No Brasil, a política de Estado em relação aos povos indígenas começou a mudar somente no início do século XX. Na tentativa de romper com quatro séculos de perseguição, discriminação, esbulho de suas terras ancestrais e disseminação de doenças, o Serviço de Proteção ao Índio (SPI) e expedições lideradas pelo marechal Cândido Mariano Rondon, ele próprio de ascendência indígena, empreenderam os primeiros contatos com diversos povos indígenas encorajando-os a se integrar à sociedade brasileira dominante. Desde a Constituição de 1934, a legislação reconheceu o direito dos povos indígenas ao usufruto de suas terras. Em 1967, após diversas denúncias de corrupção e conivência de servidores com o extermínio de grupos indígenas, o SPI foi substituído pela Fundação Nacional do Índio (Funai). Seis anos mais tarde, foi sancionado o Estatuto do Índio, o marco regulatório das demarcações dos territórios indígenas. Porém, somente com a Constituição de 1988 o direito à terra foi plenamente consolidado. A “Constituição Cidadã”, como ficou conhecida, declara explicitamente que os povos indígenas são os legítimos donos da terra, cujos direitos prevalecem sobre quaisquer outros, reconhecendo e reforçando a multiculturalidade do povo brasileiro. Além disso, a Constituição de 1988 instituiu definitivamente a figura jurídica dos territórios indígenas, denominados Terras Indígenas. Nesses territórios, o usufruto exclusivo dos povos indígenas permanece inalterado, porém a posse da terra continua sendo do poder público central (União). Após o contencioso processo de Demarcação da Terra Indígena Raposa Serra do Sol, em 2009, o Supremo Tribunal Federal (STF) estabeleceu 19 condicionantes com força de lei incluindo regras adicionais para a demarcação de novas Terras Indígenas.

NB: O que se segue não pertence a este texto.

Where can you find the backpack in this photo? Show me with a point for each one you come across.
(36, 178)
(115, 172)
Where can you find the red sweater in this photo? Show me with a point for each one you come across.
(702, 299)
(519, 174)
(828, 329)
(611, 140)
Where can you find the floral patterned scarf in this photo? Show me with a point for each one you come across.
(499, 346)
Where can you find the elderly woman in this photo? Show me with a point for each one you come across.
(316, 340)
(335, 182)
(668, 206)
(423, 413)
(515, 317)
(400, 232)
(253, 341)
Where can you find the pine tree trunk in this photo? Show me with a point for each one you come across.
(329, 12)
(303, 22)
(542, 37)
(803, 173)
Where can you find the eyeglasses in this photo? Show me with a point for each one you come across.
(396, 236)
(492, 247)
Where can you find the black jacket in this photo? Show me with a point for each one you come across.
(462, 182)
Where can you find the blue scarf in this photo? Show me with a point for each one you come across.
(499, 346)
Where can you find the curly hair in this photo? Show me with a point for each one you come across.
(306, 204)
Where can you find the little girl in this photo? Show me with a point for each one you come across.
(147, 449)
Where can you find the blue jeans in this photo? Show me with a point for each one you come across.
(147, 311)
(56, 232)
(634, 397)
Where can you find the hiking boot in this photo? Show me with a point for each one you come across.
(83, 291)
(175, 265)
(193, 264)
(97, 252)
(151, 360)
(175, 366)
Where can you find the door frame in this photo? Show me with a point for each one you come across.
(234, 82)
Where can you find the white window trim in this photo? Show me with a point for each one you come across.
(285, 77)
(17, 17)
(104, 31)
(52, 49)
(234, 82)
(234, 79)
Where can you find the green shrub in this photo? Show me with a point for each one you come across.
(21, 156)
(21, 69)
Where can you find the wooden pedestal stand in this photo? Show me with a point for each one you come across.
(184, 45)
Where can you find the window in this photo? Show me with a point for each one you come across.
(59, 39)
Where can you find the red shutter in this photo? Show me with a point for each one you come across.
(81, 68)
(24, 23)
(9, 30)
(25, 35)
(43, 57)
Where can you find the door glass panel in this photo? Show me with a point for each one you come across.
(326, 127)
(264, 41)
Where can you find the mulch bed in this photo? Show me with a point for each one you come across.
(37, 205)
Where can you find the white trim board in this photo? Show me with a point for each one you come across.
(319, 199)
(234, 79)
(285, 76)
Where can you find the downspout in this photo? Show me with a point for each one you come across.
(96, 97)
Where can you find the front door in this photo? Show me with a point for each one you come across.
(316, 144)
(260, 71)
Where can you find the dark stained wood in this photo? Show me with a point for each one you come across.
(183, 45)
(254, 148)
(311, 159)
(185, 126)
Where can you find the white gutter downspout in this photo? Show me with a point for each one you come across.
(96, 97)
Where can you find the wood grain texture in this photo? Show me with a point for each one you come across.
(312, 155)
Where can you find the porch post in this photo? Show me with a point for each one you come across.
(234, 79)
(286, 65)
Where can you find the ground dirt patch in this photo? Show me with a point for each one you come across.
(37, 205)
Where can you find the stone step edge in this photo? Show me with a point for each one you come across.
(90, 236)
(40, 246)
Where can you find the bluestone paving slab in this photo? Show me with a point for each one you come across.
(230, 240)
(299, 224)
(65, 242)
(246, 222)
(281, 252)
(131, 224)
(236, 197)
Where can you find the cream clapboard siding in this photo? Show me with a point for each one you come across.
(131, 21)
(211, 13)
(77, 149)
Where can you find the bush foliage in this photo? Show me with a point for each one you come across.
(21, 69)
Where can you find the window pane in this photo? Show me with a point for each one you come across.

Ao mesmo tempo em que boa parte das demarcações de Terras Indígenas em áreas remotas ocorriam relativamente sem grandes contestações, mesmo aquelas com maior superfície demarcada, o reconhecimento do direito à terra para os povos indígenas diante da expansão da fronteira agrícola e do desmatamento tem se tornado cada vez mais conflituoso, tanto do ponto de vista jurídico como no aumento da violência contra esses povos. Mas o cenário tem piorado e muito nos últimos anos. No Congresso Nacional, há diversos projetos de alteração da legislação patrocinados por grandes grupos econômicos do setor agropecuário e da mineração. Essas propostas visam principalmente o enfraquecimento da legislação ambiental, a diminuição do status de proteção e a abertura das Terras Indígenas para a exploração econômica, inclusive por não-índios. A principal bandeira levantada por esses grupos é de que há “muita terra para pouco índio”, uma grande porção do território nacional cujo aproveitamento econômico dos recursos ali presentes é impedido para o usufruto de uma parcela minoritária da população brasileira. O próprio Poder Executivo tem adotado uma política com viés anti-indígena e anti-ambiental paralisando todos os processos de estudo e demarcação de Terras Indígenas, promovendo cortes sucessivos no orçamento da Funai e nomeando para cargos-chave na instituição pessoas sem atuação na área indígena e ideologicamente alinhadas a essa política. Como consequência, tem ocorrido um aumento e intensificação das invasões às Terras Indígenas por grileiros, madeireiros e garimpeiros ilegais.
Esse é o contexto de estudo liderado por mim em coautoria com o professor Carlos Peres da University of East Anglia, do Reino Unido, que será publicado no volume de julho do periódico científico Land Use Policy, estando já antecipadamente disponível no website da revista. As Terras Indígenas brasileiras representam cerca de 13,5% do território do país e são ocupadas por aproximadamente 515 mil índios que falam cerca de 280 diferentes idiomas. Essa imensa diversidade cultural é resguardada em 587 territórios atualmente demarcados por meio dos quais são protegidos também cerca de 20% de todas as populações de animais e plantas da Amazônia. As Terras Indígenas retêm mais de 25% de todo o estoque de carbono do Brasil e são portanto fundamentais também para a conservação da biodiversidade e para a mitigação das mudanças climáticas. Sob a perspectiva ambiental, as Terras Indígenas foram incorporadas na política de gestão de áreas protegidas por meio do decreto presidencial 5758/2006, com o objetivo de atender aos compromissos firmados pelo Brasil na Convenção da Diversidade Biológica das Nações Unidas.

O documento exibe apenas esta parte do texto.